Since we know \(\lambda\)’s bounds, our best guess at its value before we see any data is to take the mean of these two extremes, giving \(\lambda = (0 + 1)/2 = 0.5\). This leads us to our final logical model:

\[ N_{S0}^{\prime} = N_{C}^{\prime} \left[ 1 - \left( 1 - \frac{1}{N_{C}^{\prime}} \right)^{M^{1/2}} \right] \]

The really nice thing about this is that, in the limiting case where \(N_{C}^{\prime}\) and \(M\) tend to infinity, the function converges on the logical model that Shugart and Taagepera (2017) propose: \(N_{S0}^{\prime} = M^{1/2}\). So their model is a limiting case of my model. Cumulative science in action! This model also results in a considerable bump in variation explained: an \(R^{2}\) of 74% versus 65% for the older model. Obviously, \(R^{2}\) isn’t the be all and end all: there are better ways to measure predictive accuracy. Still, since Shugart and Taagepera (2017) describe the model of district seat winning parties as a “fundamental building block” in all others that follow, improving our predictions here should feed forward into other models too. Regardless, it’s amazing how far we can get with only balls and urns!

References

Kollman, Ken, Allen Hicken, Daniele Caramani, David Backer, and David Lublin. 2024. “Constituency-Level Elections Archive.” Ann Arbor, MI.
McElreath, Richard. 2020. Statistical Rethinking: A Bayesian Course with Examples in R and Stan. 2nd ed.
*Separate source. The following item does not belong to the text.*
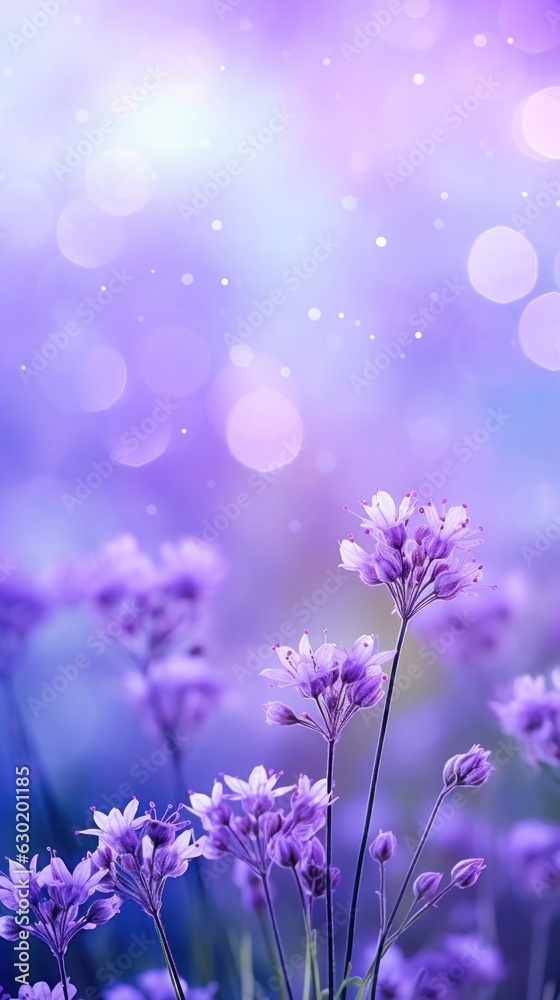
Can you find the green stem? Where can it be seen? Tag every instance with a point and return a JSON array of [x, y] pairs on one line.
[[167, 954], [371, 800]]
CRC Texts in Statistical Science. Boca Raton: CRC Press.
Shugart, Matthew S., and Rein Taagepera. 2017. Votes from Seats: Logical Models of Electoral Systems. Cambridge, UK: Cambridge University Press.
Taagepera, Rein. 2007. Predicting Party Sizes: The Logic of Simple Electoral Systems. Oxford: Oxford University Press.
———. 2008. Making Social Sciences More Scientific: The Need for Predictive Models. Oxford, UK: Oxford University Press.